Roll forward and hear the crunch of crisp leaves under tires. If you hadn't ridden this trail all summer, now it would be impossible to discern the track beneath the shroud of fallen foliage. For you, that concern is a fleeting one as you could nearly ride this eyes closed; left after the truncated aspen, right of the rock pile, stay low next to the lightning struck tree (but above the fern that adds a touch of green to the otherwise-browning landscape).

Employing a looser grip on your handlebars, the bike dips and slides through corners as if invisibly connected to the obscured trail.  Here, the dirt has perfect moisture content; not like Spring when everything is muddy or when Summer’s heat has baked it dry.  This is superhero dirt that grips through corners but rolls fast on the straights. Crashes reveal a measure of earthly give to absorb your infrequent miscalculations.

Spring was about training and Summer acquiesced to carbon-soled footwear with race kits. Autumn is about weekend camp trips, group rides and a touch of pumpkin in your beer. Now is when the best of the cosmos converges within the bike culture.
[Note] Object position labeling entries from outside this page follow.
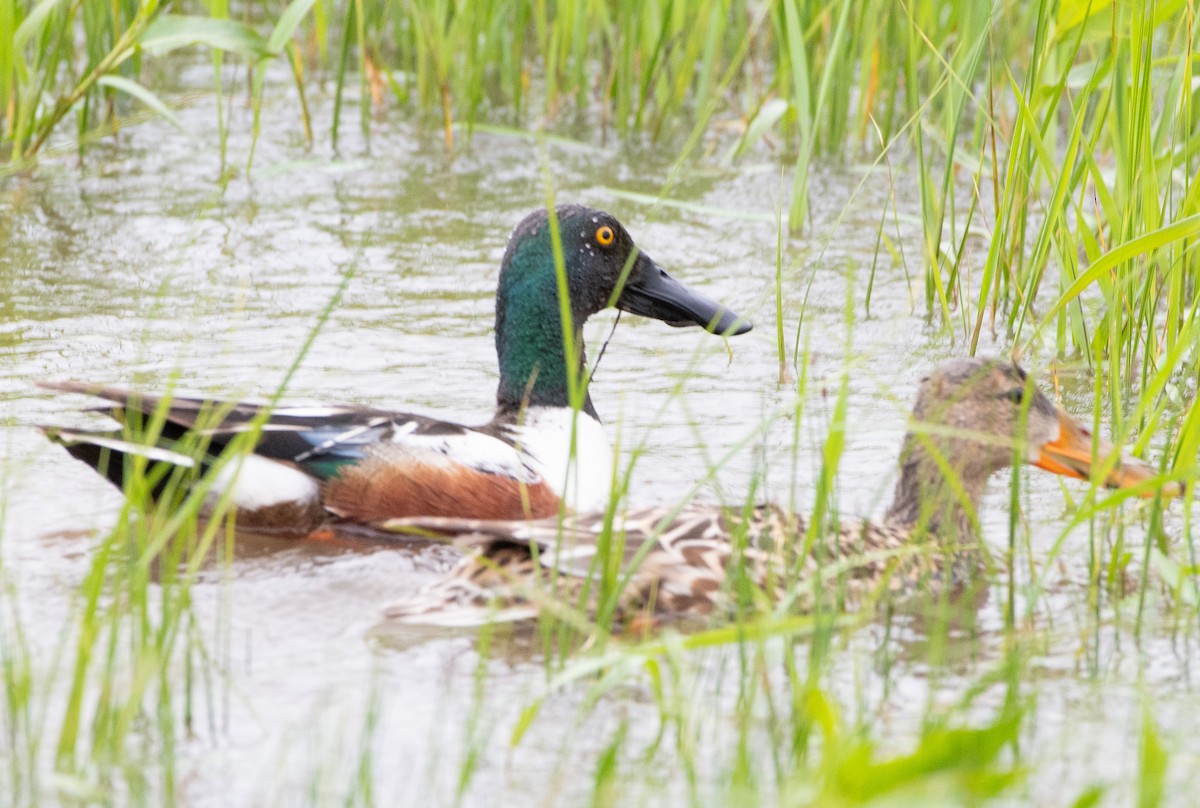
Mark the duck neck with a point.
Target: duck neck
(531, 348)
(927, 502)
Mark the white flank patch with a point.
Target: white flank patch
(261, 483)
(471, 449)
(545, 437)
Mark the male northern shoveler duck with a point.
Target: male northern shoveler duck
(966, 419)
(365, 465)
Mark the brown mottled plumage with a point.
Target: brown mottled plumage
(966, 418)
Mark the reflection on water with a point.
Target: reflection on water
(137, 269)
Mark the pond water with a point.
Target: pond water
(136, 267)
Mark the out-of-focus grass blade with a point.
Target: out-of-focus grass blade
(287, 24)
(1185, 228)
(145, 96)
(173, 31)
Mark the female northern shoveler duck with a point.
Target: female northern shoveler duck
(365, 465)
(966, 419)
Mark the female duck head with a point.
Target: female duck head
(603, 268)
(975, 417)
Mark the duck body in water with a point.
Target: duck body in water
(355, 465)
(972, 418)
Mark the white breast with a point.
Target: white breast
(583, 477)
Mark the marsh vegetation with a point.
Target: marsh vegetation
(192, 191)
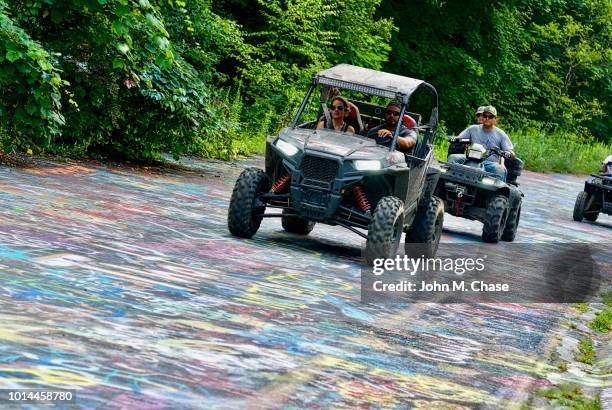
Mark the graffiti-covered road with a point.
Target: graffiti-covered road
(124, 285)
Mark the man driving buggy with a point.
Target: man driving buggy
(491, 137)
(383, 134)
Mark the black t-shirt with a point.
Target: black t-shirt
(404, 132)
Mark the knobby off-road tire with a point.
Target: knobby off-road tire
(579, 206)
(495, 219)
(591, 216)
(295, 224)
(245, 203)
(385, 230)
(514, 216)
(426, 229)
(584, 206)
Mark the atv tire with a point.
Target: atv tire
(245, 205)
(427, 228)
(295, 224)
(385, 230)
(580, 205)
(584, 201)
(495, 219)
(591, 216)
(514, 216)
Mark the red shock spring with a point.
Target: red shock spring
(362, 200)
(281, 183)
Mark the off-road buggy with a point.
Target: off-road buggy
(596, 198)
(339, 178)
(468, 191)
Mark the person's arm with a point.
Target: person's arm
(406, 140)
(467, 133)
(507, 146)
(373, 133)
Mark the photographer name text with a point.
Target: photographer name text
(436, 287)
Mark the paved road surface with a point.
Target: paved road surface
(125, 285)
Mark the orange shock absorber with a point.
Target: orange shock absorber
(361, 199)
(281, 183)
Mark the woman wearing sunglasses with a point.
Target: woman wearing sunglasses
(338, 110)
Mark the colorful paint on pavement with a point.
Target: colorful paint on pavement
(125, 285)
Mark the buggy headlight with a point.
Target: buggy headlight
(489, 181)
(367, 165)
(286, 148)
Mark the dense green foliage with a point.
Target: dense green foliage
(134, 78)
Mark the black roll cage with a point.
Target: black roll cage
(404, 99)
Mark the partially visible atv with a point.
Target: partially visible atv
(338, 178)
(470, 192)
(595, 199)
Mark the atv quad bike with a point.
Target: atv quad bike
(338, 178)
(595, 199)
(470, 192)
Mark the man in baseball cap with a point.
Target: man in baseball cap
(488, 135)
(479, 112)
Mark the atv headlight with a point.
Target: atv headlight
(367, 165)
(489, 181)
(476, 151)
(286, 148)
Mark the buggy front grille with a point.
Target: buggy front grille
(319, 169)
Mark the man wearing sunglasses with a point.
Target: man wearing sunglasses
(479, 112)
(383, 134)
(488, 135)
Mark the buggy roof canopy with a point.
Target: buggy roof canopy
(372, 82)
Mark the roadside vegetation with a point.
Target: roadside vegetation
(131, 79)
(570, 396)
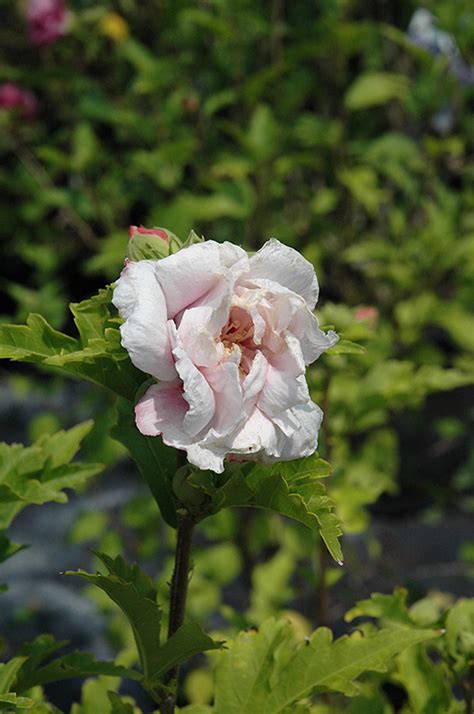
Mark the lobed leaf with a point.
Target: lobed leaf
(96, 356)
(269, 671)
(156, 461)
(41, 472)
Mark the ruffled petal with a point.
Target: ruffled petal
(161, 410)
(257, 437)
(141, 303)
(224, 381)
(313, 341)
(196, 390)
(285, 266)
(187, 276)
(295, 442)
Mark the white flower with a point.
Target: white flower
(228, 338)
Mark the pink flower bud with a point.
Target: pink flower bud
(47, 20)
(142, 231)
(14, 98)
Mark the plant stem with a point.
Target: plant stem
(323, 595)
(178, 594)
(468, 687)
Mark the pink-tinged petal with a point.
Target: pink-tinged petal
(305, 327)
(204, 458)
(224, 380)
(285, 266)
(258, 436)
(196, 390)
(141, 303)
(197, 339)
(255, 380)
(161, 410)
(189, 274)
(279, 393)
(295, 442)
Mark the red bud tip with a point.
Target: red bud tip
(141, 230)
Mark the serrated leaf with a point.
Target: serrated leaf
(7, 548)
(388, 608)
(156, 461)
(187, 641)
(300, 496)
(460, 631)
(118, 705)
(8, 673)
(268, 671)
(41, 472)
(135, 595)
(97, 356)
(68, 666)
(425, 682)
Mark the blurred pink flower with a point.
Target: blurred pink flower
(13, 97)
(367, 314)
(228, 336)
(47, 20)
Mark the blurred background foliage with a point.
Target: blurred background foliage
(322, 124)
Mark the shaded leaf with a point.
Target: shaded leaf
(268, 671)
(156, 461)
(41, 472)
(135, 595)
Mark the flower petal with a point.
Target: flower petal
(161, 410)
(196, 390)
(313, 341)
(284, 265)
(297, 442)
(258, 437)
(140, 301)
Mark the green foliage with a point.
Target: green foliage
(156, 461)
(292, 489)
(96, 356)
(40, 473)
(136, 596)
(267, 671)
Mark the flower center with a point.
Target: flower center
(239, 331)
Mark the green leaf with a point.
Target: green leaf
(375, 88)
(40, 473)
(75, 664)
(97, 356)
(156, 461)
(346, 347)
(388, 608)
(291, 488)
(135, 595)
(8, 673)
(269, 671)
(118, 705)
(460, 631)
(294, 489)
(7, 548)
(425, 682)
(187, 641)
(15, 701)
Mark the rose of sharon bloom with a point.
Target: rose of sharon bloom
(47, 20)
(228, 336)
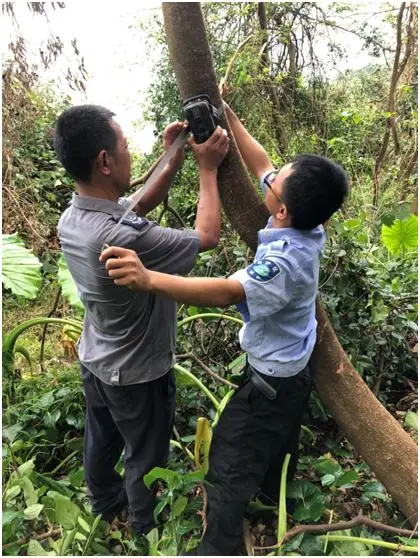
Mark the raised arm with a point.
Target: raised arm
(209, 156)
(252, 152)
(125, 268)
(159, 190)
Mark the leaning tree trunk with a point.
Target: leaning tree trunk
(376, 435)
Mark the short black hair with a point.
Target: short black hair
(314, 190)
(80, 133)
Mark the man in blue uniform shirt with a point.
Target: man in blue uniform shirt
(276, 297)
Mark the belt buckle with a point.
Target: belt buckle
(262, 386)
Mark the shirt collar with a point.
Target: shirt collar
(96, 204)
(270, 234)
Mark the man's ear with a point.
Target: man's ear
(282, 213)
(103, 162)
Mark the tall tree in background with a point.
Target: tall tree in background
(375, 434)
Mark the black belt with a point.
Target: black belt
(262, 385)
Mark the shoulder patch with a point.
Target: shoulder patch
(263, 270)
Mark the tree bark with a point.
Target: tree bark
(375, 434)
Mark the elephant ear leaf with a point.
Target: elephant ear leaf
(68, 286)
(21, 269)
(401, 236)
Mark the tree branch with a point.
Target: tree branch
(360, 519)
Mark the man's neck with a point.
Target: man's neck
(280, 224)
(101, 191)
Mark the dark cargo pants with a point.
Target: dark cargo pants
(247, 451)
(139, 419)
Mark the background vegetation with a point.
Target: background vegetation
(279, 86)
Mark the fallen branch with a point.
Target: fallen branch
(360, 519)
(44, 329)
(24, 540)
(208, 370)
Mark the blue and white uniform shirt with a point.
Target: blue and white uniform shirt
(280, 286)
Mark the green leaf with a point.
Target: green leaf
(170, 477)
(238, 364)
(35, 549)
(66, 512)
(21, 269)
(311, 502)
(327, 480)
(29, 492)
(379, 312)
(32, 512)
(401, 236)
(411, 420)
(8, 516)
(68, 286)
(328, 466)
(12, 492)
(83, 524)
(408, 542)
(347, 478)
(179, 506)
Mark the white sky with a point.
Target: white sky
(113, 47)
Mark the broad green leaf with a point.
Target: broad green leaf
(68, 286)
(170, 477)
(379, 312)
(66, 512)
(12, 492)
(21, 269)
(311, 502)
(179, 506)
(32, 512)
(327, 480)
(26, 468)
(35, 549)
(8, 516)
(411, 420)
(401, 236)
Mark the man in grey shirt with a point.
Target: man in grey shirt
(126, 350)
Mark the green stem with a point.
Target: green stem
(65, 460)
(282, 525)
(210, 315)
(200, 384)
(10, 339)
(374, 542)
(176, 444)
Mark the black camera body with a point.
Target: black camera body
(202, 116)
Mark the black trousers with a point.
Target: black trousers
(247, 451)
(137, 418)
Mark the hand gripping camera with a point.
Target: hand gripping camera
(202, 116)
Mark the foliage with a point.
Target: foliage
(368, 283)
(20, 268)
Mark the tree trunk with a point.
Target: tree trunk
(375, 434)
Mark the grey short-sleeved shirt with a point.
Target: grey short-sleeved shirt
(128, 337)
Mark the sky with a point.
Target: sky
(113, 46)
Camradarie with friends old and new. A last chance to experiment with tires, clusters and cranks. Running single speed. Unclipping in favor of flat pedals. Making your own dirt jump or repurposing someone else’s pile. Remembering what a rigid fork felt like without fear of condemnation. Lavishing on the chain lube. Getting (way) lost. Bonking miles from home. Doing it again.

Run a tire with some more volume and knobs now given that no one cares about rolling resistance in Autumn. Stop shaving your legs to tug on fleece arm and knee warmers along with a long-sleeve, bramble-snagged jersey. Update with some new performance tech apparel or perhaps bolt on an old-fashioned silver bike bell.

This is your time. All you need to do is pick the place. Ring, ring. Fall at its finest.